Scientific classification
- Kingdom: Animalia
- Phylum: Arthropoda
- Subphylum: Chelicerata
- Class: Arachnida
- Order: Araneae
- Infraorder: Araneomorphae
- Family: Araneidae
- Genus: Celaenia
- Species: C. atkinsoni
- Binomial name: Celaenia atkinsoni (Pickard-Cambridge, 1880)
- Synonyms: Thlaosoma atkinsonii

= Celaenia atkinsoni =

- Authority: (Pickard-Cambridge, 1880)
- Conservation status: NT
- Synonyms: Thlaosoma atkinsonii

Species of Arachnida

Celaenia atkinsoni is a species of Araneidae spider that is native to New Zealand and Australia.

==Taxonomy==
This species was described as Thlaosoma atkinsonii in 1880 by Octavius Pickard-Cambridge from a single female specimen collected in New Zealand. In 1917 it was transferred to the Celaenia genus. It was most recently revised in 1987, in which male and female specimens were described from Australia.

==Description==
This species is camouflaged to look like bird droppings.

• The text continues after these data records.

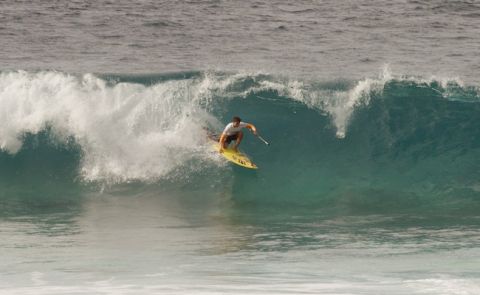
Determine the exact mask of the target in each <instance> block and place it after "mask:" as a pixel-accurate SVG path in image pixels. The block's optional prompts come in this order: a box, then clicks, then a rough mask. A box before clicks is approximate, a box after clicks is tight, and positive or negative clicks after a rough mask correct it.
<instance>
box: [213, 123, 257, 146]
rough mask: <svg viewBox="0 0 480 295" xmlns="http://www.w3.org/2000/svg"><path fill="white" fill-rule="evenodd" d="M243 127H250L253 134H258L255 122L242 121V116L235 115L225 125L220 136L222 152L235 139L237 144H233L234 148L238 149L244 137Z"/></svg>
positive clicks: (235, 142)
mask: <svg viewBox="0 0 480 295" xmlns="http://www.w3.org/2000/svg"><path fill="white" fill-rule="evenodd" d="M242 128H247V129H250V130H251V131H252V132H253V134H255V135H258V134H257V128H256V127H255V126H254V125H253V124H250V123H245V122H242V120H241V119H240V117H237V116H235V117H233V119H232V122H230V123H228V124H227V126H225V129H224V130H223V132H222V135H221V136H220V140H219V142H220V153H222V152H223V150H224V149H226V148H227V147H228V145H229V144H230V143H231V142H232V141H234V140H235V144H234V146H233V149H234V150H235V151H238V146H239V145H240V143H241V142H242V139H243V132H242Z"/></svg>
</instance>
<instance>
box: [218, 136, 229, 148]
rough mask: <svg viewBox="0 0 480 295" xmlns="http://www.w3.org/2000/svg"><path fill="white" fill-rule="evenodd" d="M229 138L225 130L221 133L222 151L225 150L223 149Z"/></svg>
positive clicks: (220, 138) (224, 146) (221, 144)
mask: <svg viewBox="0 0 480 295" xmlns="http://www.w3.org/2000/svg"><path fill="white" fill-rule="evenodd" d="M226 139H227V135H226V134H225V132H222V135H220V139H219V140H218V142H219V143H220V150H219V151H220V152H223V149H225V140H226Z"/></svg>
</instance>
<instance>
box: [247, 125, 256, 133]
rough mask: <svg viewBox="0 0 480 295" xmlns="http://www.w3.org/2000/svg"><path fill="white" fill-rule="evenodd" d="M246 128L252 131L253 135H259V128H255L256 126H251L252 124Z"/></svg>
mask: <svg viewBox="0 0 480 295" xmlns="http://www.w3.org/2000/svg"><path fill="white" fill-rule="evenodd" d="M245 128H248V129H250V130H251V131H252V132H253V134H255V135H257V128H256V127H255V125H253V124H250V123H247V125H246V126H245Z"/></svg>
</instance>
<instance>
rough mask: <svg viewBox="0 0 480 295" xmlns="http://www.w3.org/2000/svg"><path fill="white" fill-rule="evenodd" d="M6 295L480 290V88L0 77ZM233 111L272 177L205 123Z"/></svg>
mask: <svg viewBox="0 0 480 295" xmlns="http://www.w3.org/2000/svg"><path fill="white" fill-rule="evenodd" d="M0 89H1V91H0V104H1V105H2V111H1V113H0V116H1V119H2V122H6V124H3V125H2V126H1V127H0V140H1V142H0V144H1V147H2V152H1V155H0V164H1V165H0V166H1V168H0V174H1V183H0V185H1V186H0V187H1V189H0V200H1V201H0V206H1V207H0V208H1V213H0V235H1V238H0V241H1V242H0V247H1V248H2V261H3V265H2V267H1V269H0V275H1V277H2V279H1V282H0V289H1V293H3V294H163V293H168V294H185V293H195V294H202V293H205V294H224V293H234V294H246V293H249V294H250V293H252V294H266V293H267V294H279V293H293V294H298V293H307V294H475V293H476V292H477V290H478V289H479V286H480V282H479V279H478V277H479V273H478V263H479V258H480V251H479V248H478V243H479V239H480V219H479V218H478V210H479V206H480V202H479V197H480V195H479V194H480V189H479V187H480V186H479V183H478V176H479V171H480V170H479V164H478V160H477V159H478V156H479V144H480V141H479V130H480V128H479V127H480V126H479V124H480V123H478V120H476V119H477V118H478V115H479V114H480V100H479V95H478V88H477V87H475V86H469V85H464V84H463V83H462V82H461V81H459V80H456V79H443V80H441V79H424V78H420V77H410V76H396V75H394V74H392V73H390V72H389V71H388V70H385V71H384V72H382V73H381V74H380V75H378V76H377V77H372V78H365V79H362V80H346V79H345V80H332V81H315V80H313V81H307V80H294V79H291V78H286V77H280V76H274V75H266V74H250V73H225V72H186V73H175V74H155V75H153V74H152V75H113V74H108V75H106V74H105V75H92V74H85V75H78V74H75V75H73V74H67V73H62V72H53V71H38V72H22V71H10V72H3V73H2V74H1V75H0ZM233 115H240V116H241V117H242V118H243V119H244V120H245V121H247V122H251V123H254V124H255V125H256V126H257V128H258V130H259V133H260V134H262V136H264V137H265V138H266V139H267V140H268V141H269V142H270V143H271V145H270V146H266V145H264V144H263V143H262V142H261V141H259V140H258V139H256V138H255V137H254V136H252V135H251V134H249V133H247V134H246V137H245V140H244V142H243V143H242V145H241V148H242V150H243V151H245V152H246V153H247V154H248V155H250V156H251V157H252V158H253V159H254V160H255V161H256V163H257V164H258V166H259V167H260V169H258V170H256V171H251V170H246V169H243V168H240V167H236V166H232V165H231V164H229V163H226V162H225V161H224V160H223V159H222V158H221V157H219V156H218V155H217V154H216V153H213V152H212V151H211V150H210V149H209V145H208V142H207V141H206V139H205V134H204V131H203V129H202V128H203V127H205V126H207V127H209V128H212V129H214V130H221V129H222V128H223V125H224V124H226V123H227V122H229V120H230V118H231V117H232V116H233Z"/></svg>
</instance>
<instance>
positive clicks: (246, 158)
mask: <svg viewBox="0 0 480 295" xmlns="http://www.w3.org/2000/svg"><path fill="white" fill-rule="evenodd" d="M212 147H213V148H214V149H215V151H217V152H219V150H220V144H219V143H218V142H216V141H212ZM220 154H221V155H222V156H223V157H224V158H225V159H227V160H228V161H230V162H232V163H235V164H237V165H239V166H242V167H245V168H249V169H258V167H257V165H255V163H253V162H252V161H251V160H250V159H249V158H248V157H247V156H246V155H245V154H243V153H241V152H240V151H238V152H236V151H235V150H234V149H232V148H227V149H224V150H223V153H220Z"/></svg>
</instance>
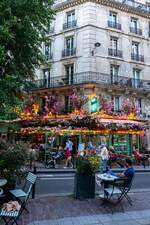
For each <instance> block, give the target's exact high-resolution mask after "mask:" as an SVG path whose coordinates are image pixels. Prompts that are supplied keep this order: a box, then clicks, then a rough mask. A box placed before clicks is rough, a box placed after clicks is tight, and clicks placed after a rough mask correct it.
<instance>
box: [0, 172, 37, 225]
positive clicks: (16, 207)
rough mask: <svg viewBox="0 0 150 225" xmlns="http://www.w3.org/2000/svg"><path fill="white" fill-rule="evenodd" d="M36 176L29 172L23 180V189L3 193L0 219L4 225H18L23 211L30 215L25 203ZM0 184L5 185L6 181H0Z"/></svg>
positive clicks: (28, 194) (28, 195)
mask: <svg viewBox="0 0 150 225" xmlns="http://www.w3.org/2000/svg"><path fill="white" fill-rule="evenodd" d="M36 179H37V175H35V174H33V173H31V172H29V173H28V175H27V177H26V178H25V183H24V185H23V189H15V190H7V192H5V191H3V193H2V194H1V196H0V207H1V209H0V218H1V219H2V220H3V221H4V224H6V225H9V224H16V225H18V222H17V221H18V219H19V218H20V216H21V215H22V213H23V211H24V210H25V211H26V212H27V213H30V212H29V210H28V208H27V203H28V200H29V197H30V195H31V192H32V191H33V188H34V185H35V182H36ZM4 181H5V184H4ZM0 182H1V183H2V182H3V184H4V185H6V183H7V182H6V180H4V179H0Z"/></svg>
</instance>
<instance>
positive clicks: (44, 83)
mask: <svg viewBox="0 0 150 225" xmlns="http://www.w3.org/2000/svg"><path fill="white" fill-rule="evenodd" d="M43 78H44V86H45V87H50V69H49V68H47V69H44V70H43Z"/></svg>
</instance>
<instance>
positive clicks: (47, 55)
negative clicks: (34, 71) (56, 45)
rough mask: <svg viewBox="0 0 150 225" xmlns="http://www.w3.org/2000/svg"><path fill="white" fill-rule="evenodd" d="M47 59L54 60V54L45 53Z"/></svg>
mask: <svg viewBox="0 0 150 225" xmlns="http://www.w3.org/2000/svg"><path fill="white" fill-rule="evenodd" d="M45 59H46V60H47V61H49V60H52V59H53V54H52V53H49V54H48V55H46V54H45Z"/></svg>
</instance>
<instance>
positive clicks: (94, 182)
mask: <svg viewBox="0 0 150 225" xmlns="http://www.w3.org/2000/svg"><path fill="white" fill-rule="evenodd" d="M74 195H75V198H77V199H85V198H94V197H95V175H93V176H90V175H89V176H88V175H83V174H78V173H76V174H75V183H74Z"/></svg>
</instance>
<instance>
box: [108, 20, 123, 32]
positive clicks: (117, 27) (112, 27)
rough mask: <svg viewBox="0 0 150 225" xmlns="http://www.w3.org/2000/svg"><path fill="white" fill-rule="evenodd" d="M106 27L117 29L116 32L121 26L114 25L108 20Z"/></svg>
mask: <svg viewBox="0 0 150 225" xmlns="http://www.w3.org/2000/svg"><path fill="white" fill-rule="evenodd" d="M108 27H111V28H114V29H117V30H121V24H120V23H115V22H113V21H111V20H108Z"/></svg>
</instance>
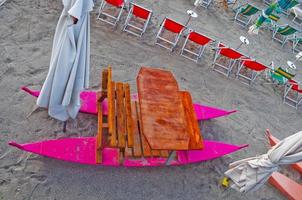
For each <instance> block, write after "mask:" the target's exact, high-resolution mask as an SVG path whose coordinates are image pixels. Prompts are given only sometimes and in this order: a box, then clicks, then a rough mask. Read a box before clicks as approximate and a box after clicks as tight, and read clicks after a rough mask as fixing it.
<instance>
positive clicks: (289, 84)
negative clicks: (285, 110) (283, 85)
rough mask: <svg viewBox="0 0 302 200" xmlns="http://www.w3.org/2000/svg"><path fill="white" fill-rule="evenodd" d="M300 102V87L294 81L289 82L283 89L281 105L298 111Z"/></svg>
mask: <svg viewBox="0 0 302 200" xmlns="http://www.w3.org/2000/svg"><path fill="white" fill-rule="evenodd" d="M301 102H302V87H301V86H300V85H299V84H298V83H297V82H296V81H294V80H289V81H288V82H287V84H286V85H285V87H284V96H283V103H285V104H287V105H289V106H292V107H294V108H296V109H298V106H299V105H300V103H301Z"/></svg>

The carapace is light yellow with brown stripes on either side of the highest point on the carapace. The legs are yellowish with orange bands. The abdomen is white with brown markings.

==Distribution==
This species is native to New Zealand and Australia.

==Conservation status==
Under the New Zealand Threat Classification System, this species is listed as "Not Threatened" with the qualifier of "Secure Overseas".